Strike hard enough and often enough, the Wikipedia-haters seem to believe, and the website might just fracture into digital smithereens. Just as Twitter’s user base splintered into X and Bluesky and Mastodon and Threads, one can imagine a sad swarm of rival Wikipedias, each proclaiming its own ideological supremacy. (Musk and others in his orbit have similarly accused Reddit of being “hard-captured by the far left.”) Musk can’t just buy Wikipedia like he did Twitter. In December 2022, months after he purchased the social platform, a New York Post reporter suggested that he do just that. “Not for sale,” Jimmy Wales, one of the site’s co-founders, responded. The following year, Musk mockingly offered to give the site $1 billion to change its name to “Dickipedia.”
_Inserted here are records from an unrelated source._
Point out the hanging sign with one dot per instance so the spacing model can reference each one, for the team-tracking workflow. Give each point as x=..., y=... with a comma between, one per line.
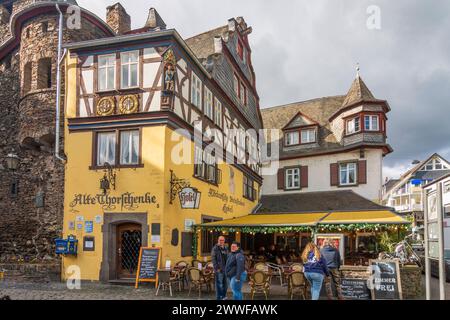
x=190, y=198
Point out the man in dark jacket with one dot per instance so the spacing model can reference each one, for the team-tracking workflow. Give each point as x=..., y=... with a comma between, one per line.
x=219, y=257
x=235, y=270
x=333, y=258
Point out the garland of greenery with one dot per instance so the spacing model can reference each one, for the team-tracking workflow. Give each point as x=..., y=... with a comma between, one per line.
x=321, y=228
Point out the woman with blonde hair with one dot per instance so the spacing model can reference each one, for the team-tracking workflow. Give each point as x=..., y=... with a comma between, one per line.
x=315, y=268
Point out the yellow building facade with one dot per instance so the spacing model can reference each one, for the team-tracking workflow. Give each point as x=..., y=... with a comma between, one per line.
x=131, y=105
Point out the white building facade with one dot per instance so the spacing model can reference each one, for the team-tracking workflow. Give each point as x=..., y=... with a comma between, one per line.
x=330, y=144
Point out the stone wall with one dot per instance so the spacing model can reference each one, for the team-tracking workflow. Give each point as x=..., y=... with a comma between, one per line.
x=30, y=272
x=32, y=217
x=411, y=279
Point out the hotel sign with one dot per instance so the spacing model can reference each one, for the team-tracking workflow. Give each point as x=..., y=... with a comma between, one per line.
x=189, y=198
x=126, y=201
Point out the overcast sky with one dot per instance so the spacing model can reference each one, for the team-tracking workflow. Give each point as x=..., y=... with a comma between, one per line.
x=304, y=49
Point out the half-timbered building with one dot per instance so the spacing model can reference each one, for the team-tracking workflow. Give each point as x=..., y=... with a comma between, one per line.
x=134, y=106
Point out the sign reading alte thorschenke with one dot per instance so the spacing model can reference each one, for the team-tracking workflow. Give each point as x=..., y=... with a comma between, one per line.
x=127, y=201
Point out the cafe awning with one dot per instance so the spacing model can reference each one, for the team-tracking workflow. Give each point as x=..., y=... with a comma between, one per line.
x=269, y=220
x=366, y=217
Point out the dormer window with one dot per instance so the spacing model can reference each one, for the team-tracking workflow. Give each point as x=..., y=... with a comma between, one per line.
x=308, y=136
x=353, y=125
x=292, y=138
x=371, y=123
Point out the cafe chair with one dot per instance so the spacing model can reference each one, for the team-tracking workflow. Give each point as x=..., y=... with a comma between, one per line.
x=296, y=267
x=277, y=271
x=297, y=285
x=196, y=281
x=259, y=283
x=195, y=263
x=260, y=266
x=166, y=279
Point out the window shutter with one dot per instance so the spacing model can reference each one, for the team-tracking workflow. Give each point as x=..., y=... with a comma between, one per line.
x=304, y=176
x=362, y=172
x=281, y=179
x=334, y=174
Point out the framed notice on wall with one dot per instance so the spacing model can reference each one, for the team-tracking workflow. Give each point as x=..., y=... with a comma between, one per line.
x=386, y=282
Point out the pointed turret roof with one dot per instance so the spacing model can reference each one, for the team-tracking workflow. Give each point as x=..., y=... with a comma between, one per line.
x=359, y=92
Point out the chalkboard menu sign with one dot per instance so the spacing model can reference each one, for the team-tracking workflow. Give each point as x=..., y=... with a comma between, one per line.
x=149, y=260
x=355, y=289
x=386, y=280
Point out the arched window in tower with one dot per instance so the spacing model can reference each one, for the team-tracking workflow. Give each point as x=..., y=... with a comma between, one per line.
x=27, y=77
x=45, y=73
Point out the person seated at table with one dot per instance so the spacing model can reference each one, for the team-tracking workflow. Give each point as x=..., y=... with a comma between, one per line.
x=316, y=269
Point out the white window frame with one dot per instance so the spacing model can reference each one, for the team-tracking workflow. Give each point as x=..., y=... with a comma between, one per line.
x=289, y=140
x=346, y=168
x=351, y=125
x=243, y=93
x=112, y=162
x=236, y=86
x=218, y=112
x=135, y=134
x=129, y=63
x=108, y=68
x=311, y=136
x=196, y=91
x=374, y=123
x=209, y=104
x=294, y=174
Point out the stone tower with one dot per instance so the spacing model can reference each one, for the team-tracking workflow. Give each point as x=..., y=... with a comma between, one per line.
x=31, y=197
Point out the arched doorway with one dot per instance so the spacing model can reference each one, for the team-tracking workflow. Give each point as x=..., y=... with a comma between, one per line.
x=129, y=242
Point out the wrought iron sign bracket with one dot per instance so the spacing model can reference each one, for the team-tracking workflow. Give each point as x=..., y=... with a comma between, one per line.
x=176, y=185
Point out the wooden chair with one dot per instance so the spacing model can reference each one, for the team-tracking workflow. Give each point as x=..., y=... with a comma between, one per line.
x=195, y=263
x=296, y=267
x=166, y=279
x=196, y=280
x=259, y=283
x=297, y=285
x=261, y=266
x=277, y=271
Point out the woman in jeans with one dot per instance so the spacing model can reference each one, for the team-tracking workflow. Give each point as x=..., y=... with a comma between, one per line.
x=315, y=268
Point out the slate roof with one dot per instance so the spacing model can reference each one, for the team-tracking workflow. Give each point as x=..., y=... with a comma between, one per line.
x=341, y=200
x=358, y=92
x=203, y=44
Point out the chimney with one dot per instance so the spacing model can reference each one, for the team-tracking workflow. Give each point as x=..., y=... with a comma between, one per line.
x=232, y=25
x=218, y=44
x=4, y=15
x=118, y=19
x=154, y=20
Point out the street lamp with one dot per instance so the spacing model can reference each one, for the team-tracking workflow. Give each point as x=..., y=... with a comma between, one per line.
x=12, y=162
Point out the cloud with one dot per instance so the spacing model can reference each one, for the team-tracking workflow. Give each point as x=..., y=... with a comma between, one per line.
x=306, y=49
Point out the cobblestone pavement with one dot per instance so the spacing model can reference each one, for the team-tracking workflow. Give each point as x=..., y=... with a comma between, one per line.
x=97, y=291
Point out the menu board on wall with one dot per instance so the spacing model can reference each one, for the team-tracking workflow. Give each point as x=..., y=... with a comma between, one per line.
x=149, y=260
x=386, y=280
x=355, y=289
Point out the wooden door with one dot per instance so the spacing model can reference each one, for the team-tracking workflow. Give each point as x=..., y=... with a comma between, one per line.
x=129, y=241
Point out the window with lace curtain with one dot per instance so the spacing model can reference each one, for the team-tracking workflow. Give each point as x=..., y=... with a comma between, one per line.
x=129, y=147
x=118, y=148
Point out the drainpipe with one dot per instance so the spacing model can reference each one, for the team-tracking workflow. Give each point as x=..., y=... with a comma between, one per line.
x=58, y=83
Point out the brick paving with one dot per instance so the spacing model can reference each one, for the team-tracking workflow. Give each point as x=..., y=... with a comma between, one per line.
x=97, y=291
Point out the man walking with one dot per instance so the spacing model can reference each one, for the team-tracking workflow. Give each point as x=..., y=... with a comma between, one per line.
x=333, y=258
x=235, y=270
x=219, y=256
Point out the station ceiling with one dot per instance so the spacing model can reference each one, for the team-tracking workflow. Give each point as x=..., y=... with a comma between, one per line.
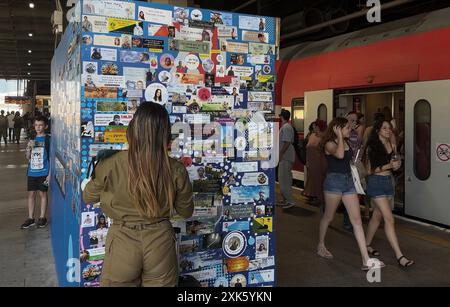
x=18, y=22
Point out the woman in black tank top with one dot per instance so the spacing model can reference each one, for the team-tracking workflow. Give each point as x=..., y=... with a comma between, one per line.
x=380, y=187
x=339, y=186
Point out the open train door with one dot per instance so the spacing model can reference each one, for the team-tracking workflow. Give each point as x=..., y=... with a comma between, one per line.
x=427, y=151
x=318, y=104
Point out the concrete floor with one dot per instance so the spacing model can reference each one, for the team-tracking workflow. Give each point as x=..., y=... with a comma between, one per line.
x=298, y=264
x=27, y=256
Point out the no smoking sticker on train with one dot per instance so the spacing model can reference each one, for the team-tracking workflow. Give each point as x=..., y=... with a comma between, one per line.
x=443, y=152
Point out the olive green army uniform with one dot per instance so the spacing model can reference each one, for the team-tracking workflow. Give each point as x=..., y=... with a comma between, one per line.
x=139, y=251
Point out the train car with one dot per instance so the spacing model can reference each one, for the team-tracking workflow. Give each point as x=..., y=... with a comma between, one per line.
x=400, y=68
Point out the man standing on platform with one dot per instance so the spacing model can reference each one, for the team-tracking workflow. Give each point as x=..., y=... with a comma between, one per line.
x=287, y=159
x=3, y=127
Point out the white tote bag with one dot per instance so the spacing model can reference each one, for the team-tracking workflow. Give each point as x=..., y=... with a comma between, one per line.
x=357, y=180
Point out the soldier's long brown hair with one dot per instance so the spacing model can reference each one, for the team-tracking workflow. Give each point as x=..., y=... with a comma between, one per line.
x=150, y=181
x=329, y=135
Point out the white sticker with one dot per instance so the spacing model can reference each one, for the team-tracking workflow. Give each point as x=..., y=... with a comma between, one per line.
x=196, y=15
x=104, y=54
x=192, y=62
x=37, y=158
x=252, y=179
x=208, y=65
x=234, y=244
x=244, y=167
x=104, y=120
x=262, y=247
x=157, y=93
x=165, y=77
x=155, y=15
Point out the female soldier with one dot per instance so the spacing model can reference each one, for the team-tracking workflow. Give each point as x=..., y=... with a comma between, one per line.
x=381, y=154
x=141, y=189
x=339, y=186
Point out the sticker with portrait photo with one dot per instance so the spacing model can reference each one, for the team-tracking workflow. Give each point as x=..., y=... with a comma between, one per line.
x=135, y=78
x=260, y=277
x=88, y=219
x=99, y=137
x=234, y=244
x=165, y=77
x=262, y=224
x=90, y=67
x=87, y=39
x=157, y=92
x=132, y=105
x=167, y=61
x=196, y=14
x=104, y=54
x=181, y=14
x=110, y=69
x=262, y=247
x=238, y=281
x=236, y=265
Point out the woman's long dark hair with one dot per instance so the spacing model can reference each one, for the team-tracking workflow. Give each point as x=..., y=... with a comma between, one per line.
x=375, y=147
x=150, y=181
x=329, y=135
x=156, y=98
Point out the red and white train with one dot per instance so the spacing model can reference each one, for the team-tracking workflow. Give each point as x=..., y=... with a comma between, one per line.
x=401, y=68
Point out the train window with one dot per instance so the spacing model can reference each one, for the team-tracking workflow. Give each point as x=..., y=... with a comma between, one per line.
x=422, y=139
x=298, y=116
x=322, y=112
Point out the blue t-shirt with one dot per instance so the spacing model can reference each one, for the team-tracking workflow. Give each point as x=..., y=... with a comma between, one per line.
x=38, y=165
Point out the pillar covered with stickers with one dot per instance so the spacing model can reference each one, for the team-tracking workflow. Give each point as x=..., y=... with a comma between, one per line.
x=215, y=74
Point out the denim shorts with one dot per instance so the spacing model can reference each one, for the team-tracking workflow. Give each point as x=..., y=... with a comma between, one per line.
x=339, y=184
x=380, y=186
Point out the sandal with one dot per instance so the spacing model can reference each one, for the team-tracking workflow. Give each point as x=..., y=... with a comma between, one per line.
x=405, y=265
x=324, y=253
x=372, y=252
x=375, y=265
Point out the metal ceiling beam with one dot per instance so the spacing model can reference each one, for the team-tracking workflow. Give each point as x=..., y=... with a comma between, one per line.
x=341, y=19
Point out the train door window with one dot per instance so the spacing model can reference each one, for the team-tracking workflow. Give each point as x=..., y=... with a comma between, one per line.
x=298, y=116
x=422, y=140
x=322, y=113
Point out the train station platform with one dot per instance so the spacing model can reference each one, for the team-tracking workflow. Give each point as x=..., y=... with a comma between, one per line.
x=27, y=255
x=27, y=259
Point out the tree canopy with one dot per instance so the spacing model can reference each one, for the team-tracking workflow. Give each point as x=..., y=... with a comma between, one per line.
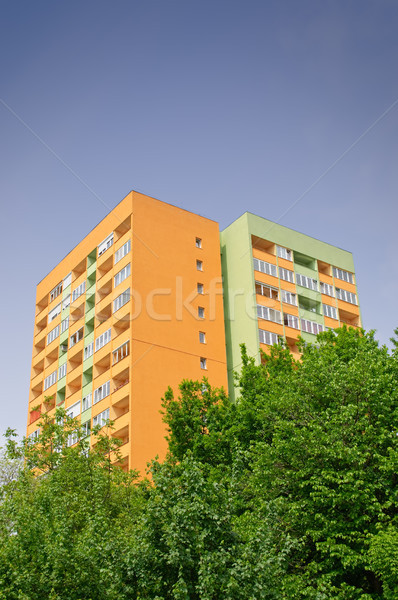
x=288, y=493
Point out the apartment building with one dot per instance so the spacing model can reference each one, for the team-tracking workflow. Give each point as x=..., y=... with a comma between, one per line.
x=135, y=307
x=279, y=283
x=138, y=305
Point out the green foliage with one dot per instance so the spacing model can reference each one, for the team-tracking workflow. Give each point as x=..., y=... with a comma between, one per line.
x=290, y=493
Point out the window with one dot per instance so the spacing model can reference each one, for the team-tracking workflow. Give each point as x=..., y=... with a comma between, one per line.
x=34, y=435
x=107, y=243
x=103, y=339
x=266, y=337
x=88, y=351
x=73, y=411
x=73, y=438
x=291, y=321
x=308, y=282
x=67, y=281
x=102, y=392
x=121, y=300
x=329, y=311
x=289, y=298
x=101, y=419
x=62, y=371
x=311, y=326
x=85, y=429
x=86, y=402
x=284, y=253
x=53, y=334
x=56, y=292
x=286, y=275
x=64, y=324
x=327, y=289
x=344, y=275
x=50, y=380
x=122, y=275
x=121, y=352
x=76, y=337
x=125, y=249
x=267, y=291
x=54, y=313
x=66, y=302
x=346, y=296
x=263, y=312
x=77, y=292
x=264, y=267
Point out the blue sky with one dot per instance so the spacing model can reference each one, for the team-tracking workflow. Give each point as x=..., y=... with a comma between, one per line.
x=282, y=108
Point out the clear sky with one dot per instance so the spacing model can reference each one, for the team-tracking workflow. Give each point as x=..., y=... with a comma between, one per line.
x=282, y=108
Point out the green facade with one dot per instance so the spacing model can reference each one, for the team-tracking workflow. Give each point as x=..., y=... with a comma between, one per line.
x=241, y=324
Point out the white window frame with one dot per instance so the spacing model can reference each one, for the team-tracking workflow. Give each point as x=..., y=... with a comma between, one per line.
x=122, y=251
x=64, y=324
x=76, y=337
x=284, y=253
x=121, y=352
x=54, y=313
x=268, y=338
x=77, y=292
x=327, y=289
x=102, y=392
x=291, y=321
x=203, y=363
x=122, y=275
x=85, y=428
x=330, y=311
x=121, y=300
x=262, y=289
x=73, y=411
x=289, y=298
x=102, y=418
x=286, y=274
x=307, y=282
x=346, y=296
x=67, y=281
x=264, y=267
x=103, y=339
x=269, y=314
x=311, y=326
x=62, y=371
x=105, y=244
x=343, y=275
x=86, y=402
x=52, y=335
x=50, y=380
x=88, y=351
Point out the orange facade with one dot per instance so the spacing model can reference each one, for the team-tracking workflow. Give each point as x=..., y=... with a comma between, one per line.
x=151, y=314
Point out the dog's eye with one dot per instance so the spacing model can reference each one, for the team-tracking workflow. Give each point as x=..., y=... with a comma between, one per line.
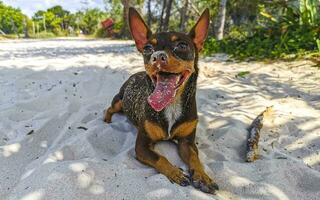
x=181, y=46
x=148, y=49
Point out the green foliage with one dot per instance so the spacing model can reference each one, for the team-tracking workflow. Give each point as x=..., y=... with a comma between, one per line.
x=11, y=19
x=294, y=33
x=90, y=20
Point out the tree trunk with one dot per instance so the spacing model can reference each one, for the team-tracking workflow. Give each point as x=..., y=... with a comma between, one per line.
x=149, y=13
x=219, y=26
x=184, y=14
x=161, y=16
x=125, y=30
x=166, y=19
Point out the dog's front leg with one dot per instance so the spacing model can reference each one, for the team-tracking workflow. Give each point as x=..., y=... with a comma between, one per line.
x=189, y=154
x=145, y=153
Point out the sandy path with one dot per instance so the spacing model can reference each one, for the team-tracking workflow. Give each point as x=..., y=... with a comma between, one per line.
x=54, y=145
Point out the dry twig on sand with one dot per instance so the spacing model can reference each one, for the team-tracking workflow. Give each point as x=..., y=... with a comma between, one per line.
x=254, y=134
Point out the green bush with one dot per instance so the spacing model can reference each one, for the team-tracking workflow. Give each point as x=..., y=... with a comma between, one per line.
x=285, y=37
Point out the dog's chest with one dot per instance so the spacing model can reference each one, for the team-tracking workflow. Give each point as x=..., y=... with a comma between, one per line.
x=172, y=114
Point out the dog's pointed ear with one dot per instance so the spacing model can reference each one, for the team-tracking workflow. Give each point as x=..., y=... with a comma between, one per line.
x=199, y=31
x=138, y=28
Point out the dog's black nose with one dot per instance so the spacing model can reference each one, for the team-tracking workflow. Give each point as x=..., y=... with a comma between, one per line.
x=159, y=58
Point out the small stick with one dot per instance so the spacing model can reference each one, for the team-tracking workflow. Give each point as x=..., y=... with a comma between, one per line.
x=254, y=134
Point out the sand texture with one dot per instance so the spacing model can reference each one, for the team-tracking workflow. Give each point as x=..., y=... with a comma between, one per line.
x=54, y=144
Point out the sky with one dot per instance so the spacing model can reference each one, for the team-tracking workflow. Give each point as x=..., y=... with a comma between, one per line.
x=29, y=7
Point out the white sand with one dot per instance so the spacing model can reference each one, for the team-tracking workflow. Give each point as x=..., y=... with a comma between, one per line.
x=53, y=87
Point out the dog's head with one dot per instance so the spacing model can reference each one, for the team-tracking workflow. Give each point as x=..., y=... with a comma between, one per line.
x=169, y=57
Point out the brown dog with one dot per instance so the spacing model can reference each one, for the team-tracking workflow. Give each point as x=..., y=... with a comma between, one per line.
x=161, y=101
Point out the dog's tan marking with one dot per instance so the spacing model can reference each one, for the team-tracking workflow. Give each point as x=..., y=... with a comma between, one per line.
x=185, y=128
x=154, y=131
x=173, y=38
x=117, y=107
x=154, y=41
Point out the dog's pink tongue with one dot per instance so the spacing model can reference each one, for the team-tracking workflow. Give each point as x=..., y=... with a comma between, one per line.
x=164, y=92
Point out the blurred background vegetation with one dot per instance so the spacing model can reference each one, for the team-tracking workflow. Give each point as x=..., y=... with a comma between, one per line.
x=255, y=29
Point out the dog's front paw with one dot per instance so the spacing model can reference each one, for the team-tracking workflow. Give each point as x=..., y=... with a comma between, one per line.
x=201, y=180
x=107, y=116
x=177, y=176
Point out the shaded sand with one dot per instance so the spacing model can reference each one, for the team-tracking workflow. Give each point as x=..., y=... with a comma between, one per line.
x=54, y=144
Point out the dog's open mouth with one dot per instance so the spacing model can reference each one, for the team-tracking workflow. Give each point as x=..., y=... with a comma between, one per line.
x=166, y=86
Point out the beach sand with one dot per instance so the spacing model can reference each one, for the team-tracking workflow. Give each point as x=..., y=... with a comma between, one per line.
x=54, y=144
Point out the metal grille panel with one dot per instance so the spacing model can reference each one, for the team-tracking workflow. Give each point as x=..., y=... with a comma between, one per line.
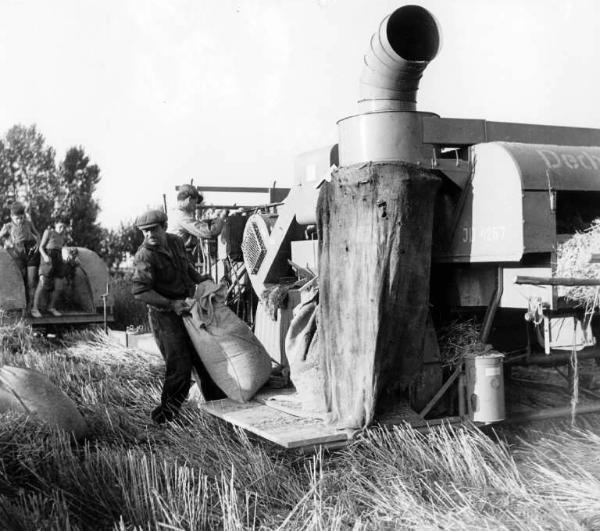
x=253, y=248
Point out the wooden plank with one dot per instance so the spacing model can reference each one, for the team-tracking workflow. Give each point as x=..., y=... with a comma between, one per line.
x=457, y=131
x=556, y=281
x=276, y=426
x=286, y=400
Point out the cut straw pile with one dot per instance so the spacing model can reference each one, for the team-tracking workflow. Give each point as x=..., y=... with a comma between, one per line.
x=572, y=260
x=459, y=339
x=203, y=474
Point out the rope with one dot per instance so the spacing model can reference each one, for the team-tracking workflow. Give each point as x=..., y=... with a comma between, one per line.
x=575, y=373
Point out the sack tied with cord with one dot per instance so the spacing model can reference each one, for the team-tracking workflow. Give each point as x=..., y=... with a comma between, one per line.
x=235, y=359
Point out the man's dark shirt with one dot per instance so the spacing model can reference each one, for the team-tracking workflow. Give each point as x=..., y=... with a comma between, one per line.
x=167, y=272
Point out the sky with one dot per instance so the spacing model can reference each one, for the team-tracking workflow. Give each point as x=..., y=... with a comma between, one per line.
x=229, y=92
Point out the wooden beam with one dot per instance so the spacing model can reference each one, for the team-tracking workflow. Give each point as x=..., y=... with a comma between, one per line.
x=274, y=425
x=243, y=189
x=556, y=281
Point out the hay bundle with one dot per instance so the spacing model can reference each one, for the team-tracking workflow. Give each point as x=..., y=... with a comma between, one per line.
x=572, y=260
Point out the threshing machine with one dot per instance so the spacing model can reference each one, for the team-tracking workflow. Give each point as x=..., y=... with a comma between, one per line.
x=508, y=194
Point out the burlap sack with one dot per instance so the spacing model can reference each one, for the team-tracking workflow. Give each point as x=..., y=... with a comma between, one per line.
x=303, y=354
x=233, y=356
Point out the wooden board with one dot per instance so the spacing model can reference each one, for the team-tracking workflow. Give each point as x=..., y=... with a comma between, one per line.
x=68, y=318
x=286, y=400
x=276, y=426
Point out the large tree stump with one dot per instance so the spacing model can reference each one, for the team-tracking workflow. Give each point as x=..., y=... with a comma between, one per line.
x=375, y=231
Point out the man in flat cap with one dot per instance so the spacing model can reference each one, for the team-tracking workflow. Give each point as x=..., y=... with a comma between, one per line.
x=163, y=279
x=185, y=224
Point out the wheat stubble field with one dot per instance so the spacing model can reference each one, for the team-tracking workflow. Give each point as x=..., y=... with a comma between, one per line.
x=203, y=474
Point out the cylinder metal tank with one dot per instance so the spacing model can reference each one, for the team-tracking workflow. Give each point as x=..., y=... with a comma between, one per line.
x=485, y=387
x=384, y=136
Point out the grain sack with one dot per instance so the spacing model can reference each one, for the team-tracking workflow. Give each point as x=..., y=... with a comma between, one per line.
x=28, y=391
x=302, y=350
x=231, y=353
x=375, y=226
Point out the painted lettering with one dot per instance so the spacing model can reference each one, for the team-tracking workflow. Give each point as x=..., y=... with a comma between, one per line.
x=554, y=163
x=570, y=161
x=585, y=158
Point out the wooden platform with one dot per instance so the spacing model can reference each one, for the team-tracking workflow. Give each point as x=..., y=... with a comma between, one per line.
x=143, y=342
x=277, y=415
x=276, y=426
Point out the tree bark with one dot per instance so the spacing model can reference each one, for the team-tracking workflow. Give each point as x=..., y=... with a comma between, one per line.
x=375, y=231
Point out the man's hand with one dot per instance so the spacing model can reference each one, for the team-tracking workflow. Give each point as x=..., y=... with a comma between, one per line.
x=181, y=306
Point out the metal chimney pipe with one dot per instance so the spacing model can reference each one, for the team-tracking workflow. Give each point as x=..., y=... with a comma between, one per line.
x=406, y=42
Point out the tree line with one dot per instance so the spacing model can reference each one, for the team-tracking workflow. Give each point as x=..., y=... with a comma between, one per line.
x=30, y=173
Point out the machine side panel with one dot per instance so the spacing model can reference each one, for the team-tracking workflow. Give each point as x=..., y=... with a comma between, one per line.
x=551, y=167
x=488, y=225
x=97, y=274
x=12, y=288
x=539, y=224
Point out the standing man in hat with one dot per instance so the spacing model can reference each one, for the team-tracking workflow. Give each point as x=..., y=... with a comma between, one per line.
x=164, y=279
x=185, y=224
x=22, y=243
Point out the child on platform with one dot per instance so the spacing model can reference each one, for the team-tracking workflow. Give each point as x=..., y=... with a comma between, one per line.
x=52, y=267
x=22, y=241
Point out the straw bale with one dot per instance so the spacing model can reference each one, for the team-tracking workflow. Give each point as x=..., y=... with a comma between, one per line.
x=459, y=339
x=572, y=260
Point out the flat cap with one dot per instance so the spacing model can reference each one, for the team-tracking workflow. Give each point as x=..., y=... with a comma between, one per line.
x=187, y=190
x=17, y=209
x=151, y=218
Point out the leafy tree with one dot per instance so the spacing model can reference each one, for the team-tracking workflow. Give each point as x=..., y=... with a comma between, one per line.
x=77, y=181
x=28, y=172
Even if he can’t buy Wikipedia, by blasting his more than 215 million followers with screeds against the site and calls for its defunding, Musk may be able to slowly undermine its credibility. (The Wikimedia Foundation has an annual budget of $189 million. Meanwhile, Musk spent some $288 million backing Trump and other Republican candidates this election cycle.) Anyone who defends free speech and democracy should wish for Wikipedia to survive and remain independent. Against the backdrop of a degraded web, the improbable success of a volunteer-run website attempting to gather all the world’s knowledge is something to celebrate, not destroy. And it’s especially valuable when so many prominent tech figures are joining Musk in using their deep pockets to make their own political agendas clear. At Donald Trump’s inauguration, the CEOs of the companies who run the world’s six most popular websites sat alongside Trump’s family on the dais. There was no such representative for the next-most-popular site: Wikipedia.